Dealing with the Red Tape of Filing an Appeal with Covered California
Posted: July 21, 2016
by Wendy Barnett
At times a consumer has issues with their Obamacare California health plan or their application, and they need to file an appeal. Perhaps you were denied coverage for some reason that you thought was not legitimate. In cases like these, you can go file an appeal either by email or by phone.
In one case, one of our agents, Wendy Barnett, filed an appeal on behalf of a client. The agent said, “It was a long, drawn out process that involved a judge. The judge responded back with an order that was missing some information critical to the appeal.”
Ms. Barnett followed up by calling the California Department of Social Services (CDSS), a Health and Human Services Agency, who is in charge of appeals. She explained that the answer was vague, and she asked the judge to review the decision. The judge quickly responded with a revised order stating that Ms. Barnett’s client would get a two month refund, which was the desired outcome.
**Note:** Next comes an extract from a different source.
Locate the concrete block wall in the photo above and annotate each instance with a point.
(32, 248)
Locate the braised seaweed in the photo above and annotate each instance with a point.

However, Covered California did not give the authorization to the health plan as ordered by the judge. Barnett tried to contact the Covered California representative who was assigned to this appeal to no avail. When there was no response from Covered CA, she reached out to the CDSS again. They responded in a timely manner and said that the order given by the judge should have been carried out within 30 days.
CDSS followed up with the State Exchange, Covered California called back in one week, and within one more week the issue finally got resolved.
In the process, Wendy Barnett learned that the California Department of Social Services (CDSS) can be helpful in situations like this. CDSS can be reached by calling 855-795-0634, or visit their website at www.cdss.ca.gov.